O consumo de gorduras trans traz sérios transtornos à saúde e afeta a qualidade de vida das pessoas. Isso porque a ingestão delas pode levar, entre outras complicações, ao infarto, que é responsável por 27% das mortes no Brasil, segundo o Ministério da Saúde.
Outro malefício é o aumento do colesterol “ruim”, conhecido como LDL, e a diminuição do colesterol “bom”, o HDL. Como resultado disso, a possibilidade do entupimento de veias, dado o adensamento sanguíneo causado pelo aumento de LDL e expurgo do HDL, é muito grande, o que pode levar ao infarto ou derrame cerebral.
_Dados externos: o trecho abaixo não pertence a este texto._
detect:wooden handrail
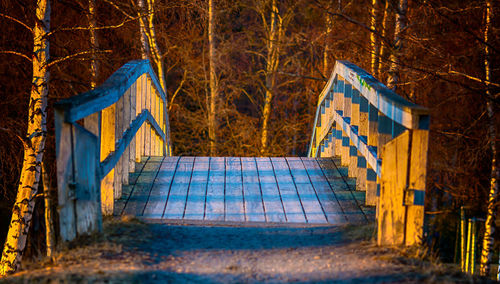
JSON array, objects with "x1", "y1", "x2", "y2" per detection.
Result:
[
  {"x1": 55, "y1": 60, "x2": 166, "y2": 122},
  {"x1": 55, "y1": 60, "x2": 171, "y2": 242},
  {"x1": 308, "y1": 60, "x2": 430, "y2": 246}
]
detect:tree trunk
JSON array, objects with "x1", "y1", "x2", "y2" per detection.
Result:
[
  {"x1": 42, "y1": 163, "x2": 55, "y2": 259},
  {"x1": 0, "y1": 0, "x2": 50, "y2": 275},
  {"x1": 369, "y1": 0, "x2": 379, "y2": 76},
  {"x1": 208, "y1": 0, "x2": 217, "y2": 156},
  {"x1": 480, "y1": 0, "x2": 498, "y2": 276},
  {"x1": 387, "y1": 0, "x2": 407, "y2": 91},
  {"x1": 323, "y1": 10, "x2": 333, "y2": 77},
  {"x1": 138, "y1": 0, "x2": 150, "y2": 60},
  {"x1": 377, "y1": 0, "x2": 390, "y2": 78},
  {"x1": 89, "y1": 0, "x2": 98, "y2": 89},
  {"x1": 261, "y1": 0, "x2": 280, "y2": 156}
]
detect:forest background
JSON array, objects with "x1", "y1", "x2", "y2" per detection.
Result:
[{"x1": 0, "y1": 0, "x2": 499, "y2": 268}]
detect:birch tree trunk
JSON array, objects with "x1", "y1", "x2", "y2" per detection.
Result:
[
  {"x1": 387, "y1": 0, "x2": 407, "y2": 91},
  {"x1": 377, "y1": 0, "x2": 390, "y2": 78},
  {"x1": 369, "y1": 0, "x2": 379, "y2": 76},
  {"x1": 208, "y1": 0, "x2": 217, "y2": 156},
  {"x1": 0, "y1": 0, "x2": 50, "y2": 275},
  {"x1": 480, "y1": 0, "x2": 499, "y2": 276},
  {"x1": 137, "y1": 0, "x2": 166, "y2": 93},
  {"x1": 138, "y1": 0, "x2": 150, "y2": 60},
  {"x1": 260, "y1": 0, "x2": 281, "y2": 155},
  {"x1": 42, "y1": 163, "x2": 55, "y2": 259},
  {"x1": 89, "y1": 0, "x2": 98, "y2": 89},
  {"x1": 323, "y1": 11, "x2": 333, "y2": 76}
]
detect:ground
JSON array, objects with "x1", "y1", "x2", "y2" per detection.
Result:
[{"x1": 0, "y1": 217, "x2": 481, "y2": 283}]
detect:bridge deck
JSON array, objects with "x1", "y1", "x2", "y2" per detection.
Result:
[{"x1": 115, "y1": 156, "x2": 373, "y2": 225}]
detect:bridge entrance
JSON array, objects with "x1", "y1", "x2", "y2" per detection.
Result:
[{"x1": 116, "y1": 156, "x2": 372, "y2": 225}]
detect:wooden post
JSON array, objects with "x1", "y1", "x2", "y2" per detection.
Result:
[
  {"x1": 136, "y1": 75, "x2": 144, "y2": 162},
  {"x1": 122, "y1": 87, "x2": 131, "y2": 185},
  {"x1": 349, "y1": 88, "x2": 360, "y2": 178},
  {"x1": 334, "y1": 78, "x2": 344, "y2": 156},
  {"x1": 357, "y1": 95, "x2": 369, "y2": 192},
  {"x1": 114, "y1": 95, "x2": 124, "y2": 199},
  {"x1": 340, "y1": 81, "x2": 352, "y2": 166},
  {"x1": 144, "y1": 76, "x2": 151, "y2": 157},
  {"x1": 100, "y1": 102, "x2": 115, "y2": 215},
  {"x1": 129, "y1": 81, "x2": 137, "y2": 172}
]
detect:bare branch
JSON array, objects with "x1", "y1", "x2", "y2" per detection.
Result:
[
  {"x1": 47, "y1": 50, "x2": 112, "y2": 68},
  {"x1": 0, "y1": 51, "x2": 32, "y2": 62},
  {"x1": 0, "y1": 13, "x2": 32, "y2": 33},
  {"x1": 169, "y1": 69, "x2": 188, "y2": 111},
  {"x1": 47, "y1": 16, "x2": 139, "y2": 37},
  {"x1": 446, "y1": 70, "x2": 500, "y2": 88}
]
Sabendo dessas consequências, governos de todo o mundo passaram a se articular para proibir ou regular o consumo de gorduras trans. Desde 2004, a Organização Mundial da Saúde (OMC) colocou em sua “Estratégia Global em Alimentação Saudável, Atividade Física e Saúde” a recomendação de “tratar de eliminar os ácidos transgordurosos” da alimentação diária.
Países como a Dinamarca, Suíça, Canadá e EUA têm leis regulando o uso dessas gorduras nos alimentos. Mais recentemente, os EUA classificaram as gorduras trans como sendo “não seguras” para fabricação de comida. No Brasil, em 2010, foi criada a regulamentação da publicidade para esses tipos de alimento, além da obrigatoriedade de rótulos descritivos acerca da quantidade de gorduras trans existente.
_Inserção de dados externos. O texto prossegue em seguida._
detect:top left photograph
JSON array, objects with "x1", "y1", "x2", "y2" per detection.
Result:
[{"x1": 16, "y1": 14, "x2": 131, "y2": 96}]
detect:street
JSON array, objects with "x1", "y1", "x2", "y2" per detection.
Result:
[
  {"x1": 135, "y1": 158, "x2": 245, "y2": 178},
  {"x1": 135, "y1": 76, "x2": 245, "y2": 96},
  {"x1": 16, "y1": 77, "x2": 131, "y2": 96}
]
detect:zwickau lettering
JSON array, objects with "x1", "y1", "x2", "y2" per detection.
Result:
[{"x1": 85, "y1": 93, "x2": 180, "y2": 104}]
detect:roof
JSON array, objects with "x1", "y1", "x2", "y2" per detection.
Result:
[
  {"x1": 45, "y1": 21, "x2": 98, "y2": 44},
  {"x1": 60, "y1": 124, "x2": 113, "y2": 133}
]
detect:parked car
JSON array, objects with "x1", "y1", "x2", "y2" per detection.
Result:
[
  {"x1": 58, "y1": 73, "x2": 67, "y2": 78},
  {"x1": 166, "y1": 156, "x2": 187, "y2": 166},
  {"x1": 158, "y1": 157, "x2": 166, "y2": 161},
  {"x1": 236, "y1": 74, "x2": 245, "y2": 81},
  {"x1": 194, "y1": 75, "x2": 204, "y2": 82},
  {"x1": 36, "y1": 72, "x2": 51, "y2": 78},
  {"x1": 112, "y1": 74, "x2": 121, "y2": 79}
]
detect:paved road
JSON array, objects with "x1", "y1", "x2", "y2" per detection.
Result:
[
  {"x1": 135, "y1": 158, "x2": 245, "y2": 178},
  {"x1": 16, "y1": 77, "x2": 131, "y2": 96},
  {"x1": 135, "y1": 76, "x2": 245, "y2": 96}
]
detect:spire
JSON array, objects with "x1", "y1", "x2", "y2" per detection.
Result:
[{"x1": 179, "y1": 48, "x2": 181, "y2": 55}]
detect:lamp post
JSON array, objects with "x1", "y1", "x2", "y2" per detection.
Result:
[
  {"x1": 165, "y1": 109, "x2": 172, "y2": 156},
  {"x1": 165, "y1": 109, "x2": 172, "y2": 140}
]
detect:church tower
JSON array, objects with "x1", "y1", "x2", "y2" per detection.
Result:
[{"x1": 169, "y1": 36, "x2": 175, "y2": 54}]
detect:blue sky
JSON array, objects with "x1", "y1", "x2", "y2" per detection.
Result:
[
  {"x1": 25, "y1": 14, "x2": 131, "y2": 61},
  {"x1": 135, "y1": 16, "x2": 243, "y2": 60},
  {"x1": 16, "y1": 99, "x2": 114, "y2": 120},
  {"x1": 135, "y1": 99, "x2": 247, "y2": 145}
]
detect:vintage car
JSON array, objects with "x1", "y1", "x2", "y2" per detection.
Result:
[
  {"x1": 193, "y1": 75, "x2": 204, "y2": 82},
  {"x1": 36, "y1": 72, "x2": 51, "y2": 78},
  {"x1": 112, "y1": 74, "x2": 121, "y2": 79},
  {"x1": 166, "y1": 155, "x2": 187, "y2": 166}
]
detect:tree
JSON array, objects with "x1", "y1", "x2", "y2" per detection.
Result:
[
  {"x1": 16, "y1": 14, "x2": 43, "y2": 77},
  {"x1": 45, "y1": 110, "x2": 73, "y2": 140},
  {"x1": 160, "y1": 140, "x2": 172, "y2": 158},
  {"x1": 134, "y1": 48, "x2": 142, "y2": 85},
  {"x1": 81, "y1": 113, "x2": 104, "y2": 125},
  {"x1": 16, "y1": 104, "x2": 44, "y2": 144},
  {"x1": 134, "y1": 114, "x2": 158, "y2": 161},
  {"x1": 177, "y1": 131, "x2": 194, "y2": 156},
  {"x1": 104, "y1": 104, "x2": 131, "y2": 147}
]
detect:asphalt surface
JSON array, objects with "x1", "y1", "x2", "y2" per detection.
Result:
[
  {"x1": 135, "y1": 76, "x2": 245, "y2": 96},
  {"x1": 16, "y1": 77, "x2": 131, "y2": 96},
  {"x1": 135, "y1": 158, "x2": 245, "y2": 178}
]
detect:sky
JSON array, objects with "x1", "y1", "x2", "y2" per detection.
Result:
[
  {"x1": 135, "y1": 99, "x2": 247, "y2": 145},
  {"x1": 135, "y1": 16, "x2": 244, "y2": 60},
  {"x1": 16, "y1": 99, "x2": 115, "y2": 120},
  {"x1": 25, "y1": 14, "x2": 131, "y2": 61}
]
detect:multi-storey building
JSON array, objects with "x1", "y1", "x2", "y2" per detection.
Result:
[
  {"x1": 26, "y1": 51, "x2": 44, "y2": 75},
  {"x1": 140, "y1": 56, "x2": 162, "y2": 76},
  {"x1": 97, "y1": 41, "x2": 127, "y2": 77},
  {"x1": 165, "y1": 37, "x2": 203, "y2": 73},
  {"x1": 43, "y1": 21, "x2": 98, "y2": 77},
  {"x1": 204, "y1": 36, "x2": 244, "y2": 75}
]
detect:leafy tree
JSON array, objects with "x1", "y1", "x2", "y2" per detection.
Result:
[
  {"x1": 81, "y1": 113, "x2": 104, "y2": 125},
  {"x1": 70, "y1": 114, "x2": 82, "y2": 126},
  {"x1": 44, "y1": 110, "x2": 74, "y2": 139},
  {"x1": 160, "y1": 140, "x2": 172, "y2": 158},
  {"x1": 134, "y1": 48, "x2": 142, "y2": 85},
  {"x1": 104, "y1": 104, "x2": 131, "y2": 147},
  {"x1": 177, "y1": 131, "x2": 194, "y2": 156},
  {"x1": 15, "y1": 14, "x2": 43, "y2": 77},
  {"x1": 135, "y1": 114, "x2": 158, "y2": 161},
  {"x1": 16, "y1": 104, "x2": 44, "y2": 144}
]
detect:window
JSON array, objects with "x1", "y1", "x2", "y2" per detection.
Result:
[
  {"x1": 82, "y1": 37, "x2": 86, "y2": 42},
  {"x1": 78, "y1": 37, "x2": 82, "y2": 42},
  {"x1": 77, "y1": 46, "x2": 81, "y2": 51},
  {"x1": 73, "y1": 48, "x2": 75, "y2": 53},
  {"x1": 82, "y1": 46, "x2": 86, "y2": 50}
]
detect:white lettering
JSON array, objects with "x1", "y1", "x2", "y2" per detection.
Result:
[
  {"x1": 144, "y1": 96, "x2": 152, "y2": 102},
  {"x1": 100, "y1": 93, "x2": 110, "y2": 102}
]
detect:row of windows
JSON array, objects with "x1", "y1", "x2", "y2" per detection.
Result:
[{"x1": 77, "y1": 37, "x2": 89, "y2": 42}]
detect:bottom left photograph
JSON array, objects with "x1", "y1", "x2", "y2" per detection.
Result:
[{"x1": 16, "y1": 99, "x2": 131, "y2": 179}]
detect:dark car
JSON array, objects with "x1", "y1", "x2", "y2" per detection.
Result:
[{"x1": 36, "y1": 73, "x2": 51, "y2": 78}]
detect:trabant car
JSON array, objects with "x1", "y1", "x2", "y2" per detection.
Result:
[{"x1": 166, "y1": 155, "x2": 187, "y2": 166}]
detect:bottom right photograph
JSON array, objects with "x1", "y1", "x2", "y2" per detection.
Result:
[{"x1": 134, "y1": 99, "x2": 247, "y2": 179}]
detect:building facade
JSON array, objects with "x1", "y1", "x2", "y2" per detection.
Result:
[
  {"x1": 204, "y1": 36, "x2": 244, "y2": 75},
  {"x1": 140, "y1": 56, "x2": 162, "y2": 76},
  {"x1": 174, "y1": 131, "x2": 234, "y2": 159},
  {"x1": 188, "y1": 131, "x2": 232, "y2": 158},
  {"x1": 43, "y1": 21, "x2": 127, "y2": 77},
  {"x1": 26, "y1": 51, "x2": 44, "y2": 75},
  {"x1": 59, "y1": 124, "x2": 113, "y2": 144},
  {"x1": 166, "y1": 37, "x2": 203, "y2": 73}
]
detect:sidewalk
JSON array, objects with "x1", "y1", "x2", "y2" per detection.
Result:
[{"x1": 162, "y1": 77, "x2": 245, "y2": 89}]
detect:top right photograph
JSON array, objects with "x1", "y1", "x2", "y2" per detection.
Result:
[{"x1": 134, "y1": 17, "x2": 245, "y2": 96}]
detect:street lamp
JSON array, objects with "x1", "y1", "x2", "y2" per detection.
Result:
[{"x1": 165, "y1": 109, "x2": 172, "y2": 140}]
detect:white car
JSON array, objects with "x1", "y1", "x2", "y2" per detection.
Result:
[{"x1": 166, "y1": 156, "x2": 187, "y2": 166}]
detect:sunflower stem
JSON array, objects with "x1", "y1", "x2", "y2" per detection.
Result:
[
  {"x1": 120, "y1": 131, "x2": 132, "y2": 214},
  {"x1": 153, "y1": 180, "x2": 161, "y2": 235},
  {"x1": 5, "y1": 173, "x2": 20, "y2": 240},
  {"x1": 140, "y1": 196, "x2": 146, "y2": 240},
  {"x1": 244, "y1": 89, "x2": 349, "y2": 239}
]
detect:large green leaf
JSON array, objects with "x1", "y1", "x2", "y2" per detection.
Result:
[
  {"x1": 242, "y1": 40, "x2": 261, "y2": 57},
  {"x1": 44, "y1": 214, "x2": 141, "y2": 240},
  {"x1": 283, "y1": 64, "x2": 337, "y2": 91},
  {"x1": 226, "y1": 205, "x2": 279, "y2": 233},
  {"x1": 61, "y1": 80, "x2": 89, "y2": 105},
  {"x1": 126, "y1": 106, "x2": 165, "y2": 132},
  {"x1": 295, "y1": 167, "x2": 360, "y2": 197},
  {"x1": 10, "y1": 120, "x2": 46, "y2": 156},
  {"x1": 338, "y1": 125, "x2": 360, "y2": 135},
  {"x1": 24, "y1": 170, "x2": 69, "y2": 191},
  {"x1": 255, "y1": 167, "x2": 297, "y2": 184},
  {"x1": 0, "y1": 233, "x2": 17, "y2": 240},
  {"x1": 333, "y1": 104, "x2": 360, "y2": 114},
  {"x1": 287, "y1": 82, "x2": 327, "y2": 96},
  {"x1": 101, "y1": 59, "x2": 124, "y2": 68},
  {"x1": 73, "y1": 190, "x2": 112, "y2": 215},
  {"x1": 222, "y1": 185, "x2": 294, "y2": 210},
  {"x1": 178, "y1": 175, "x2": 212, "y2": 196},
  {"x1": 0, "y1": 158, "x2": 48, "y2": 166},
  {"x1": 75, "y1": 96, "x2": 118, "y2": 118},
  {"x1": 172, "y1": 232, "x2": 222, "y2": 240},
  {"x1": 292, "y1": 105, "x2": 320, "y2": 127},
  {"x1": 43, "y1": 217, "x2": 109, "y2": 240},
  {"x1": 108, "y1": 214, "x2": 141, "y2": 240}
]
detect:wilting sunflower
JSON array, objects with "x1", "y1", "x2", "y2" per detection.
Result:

No entanto, as brechas nas recomendações da Agência Nacional de Vigilância Sanitária (ANVISA) levam muitas empresas a utilizarem manobras nas descrições dos rótulos. Segundo estudo realizado na Universidade Federal de Santa Catarina (UFSC), 72,4% dos produtos pesquisados utilizavam nomes alternativos para denominar gorduras trans, como “gordura vegetal” ou “margarina”.
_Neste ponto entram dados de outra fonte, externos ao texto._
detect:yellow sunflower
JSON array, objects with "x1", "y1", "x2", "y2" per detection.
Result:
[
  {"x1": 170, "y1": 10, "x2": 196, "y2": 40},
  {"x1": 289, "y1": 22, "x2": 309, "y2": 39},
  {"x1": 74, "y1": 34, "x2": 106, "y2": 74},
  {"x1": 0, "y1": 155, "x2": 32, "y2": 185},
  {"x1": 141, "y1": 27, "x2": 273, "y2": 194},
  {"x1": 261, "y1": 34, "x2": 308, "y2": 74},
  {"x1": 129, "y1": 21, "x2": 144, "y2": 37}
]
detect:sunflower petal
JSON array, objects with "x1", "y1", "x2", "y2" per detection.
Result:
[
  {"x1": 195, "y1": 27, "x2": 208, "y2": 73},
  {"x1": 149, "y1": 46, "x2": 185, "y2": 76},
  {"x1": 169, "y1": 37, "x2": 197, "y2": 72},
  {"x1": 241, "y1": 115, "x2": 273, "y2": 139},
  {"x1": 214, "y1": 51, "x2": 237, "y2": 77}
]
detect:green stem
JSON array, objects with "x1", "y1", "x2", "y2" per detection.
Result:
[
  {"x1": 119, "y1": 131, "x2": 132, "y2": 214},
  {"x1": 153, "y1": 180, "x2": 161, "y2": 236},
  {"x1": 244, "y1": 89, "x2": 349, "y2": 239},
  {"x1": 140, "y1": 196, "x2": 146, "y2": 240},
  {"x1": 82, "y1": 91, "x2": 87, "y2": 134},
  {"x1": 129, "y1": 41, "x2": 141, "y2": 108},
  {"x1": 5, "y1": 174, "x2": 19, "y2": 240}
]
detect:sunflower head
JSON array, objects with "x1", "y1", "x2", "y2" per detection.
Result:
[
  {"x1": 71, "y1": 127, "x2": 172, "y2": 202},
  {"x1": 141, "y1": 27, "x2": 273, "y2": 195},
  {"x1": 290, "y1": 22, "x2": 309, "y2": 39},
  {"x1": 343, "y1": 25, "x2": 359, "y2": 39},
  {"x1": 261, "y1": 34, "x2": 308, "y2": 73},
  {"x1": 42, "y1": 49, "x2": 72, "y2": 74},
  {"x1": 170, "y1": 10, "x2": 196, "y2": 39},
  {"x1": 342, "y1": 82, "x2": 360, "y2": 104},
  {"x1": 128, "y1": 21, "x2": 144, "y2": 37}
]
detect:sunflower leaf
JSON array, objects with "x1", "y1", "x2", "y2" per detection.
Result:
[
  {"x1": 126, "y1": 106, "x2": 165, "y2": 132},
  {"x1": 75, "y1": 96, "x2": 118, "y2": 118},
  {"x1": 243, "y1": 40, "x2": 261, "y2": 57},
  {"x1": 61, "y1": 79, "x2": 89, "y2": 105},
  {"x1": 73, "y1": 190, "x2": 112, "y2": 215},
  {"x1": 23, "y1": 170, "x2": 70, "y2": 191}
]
Seguindo a tendência global para a diminuição do consumo de gorduras hidrogenadas, redes de fast-food também se alinharam. Empresas de grande porte, como McDonald's e Burger King, baniram os óleos hidrogenados, ricos em gorduras trans, de sua produção.
Como evitar?
Existem muitos alimentos ricos em gorduras trans no mercado. Confira agora uma lista para evitá-los ou diminuir seu consumo:
Biscoitos salgados e doces
Biscoitos, como o de polvilho, carregam muitas gorduras trans. Deve-se sempre atentar aos rótulos descritivos e procurar não comer se houver gorduras trans.
Salgados congelados
Para ampliar seu tempo de mercado, são utilizadas gorduras trans. É necessário sempre estar atento ao rótulo, pois já existem congelados que não usam gorduras para conservação.
Margarina
Quanto mais sólida, mais gorduras trans possui a margarina. Isso porque para mantê-las assim são utilizados óleos hidrogenados, ricos em gorduras trans.
Bolos e doces
Muitas confeitarias abusam de óleos hidrogenados na produção de bolos e doces, pois seu valor é mais barato do que as alternativas, como banha ou manteiga. Como para eles não há obrigatoriedade da descrição de calorias, ou seja, não se sabe a quantidade de gorduras trans a se consumir, é preferível evitá-los.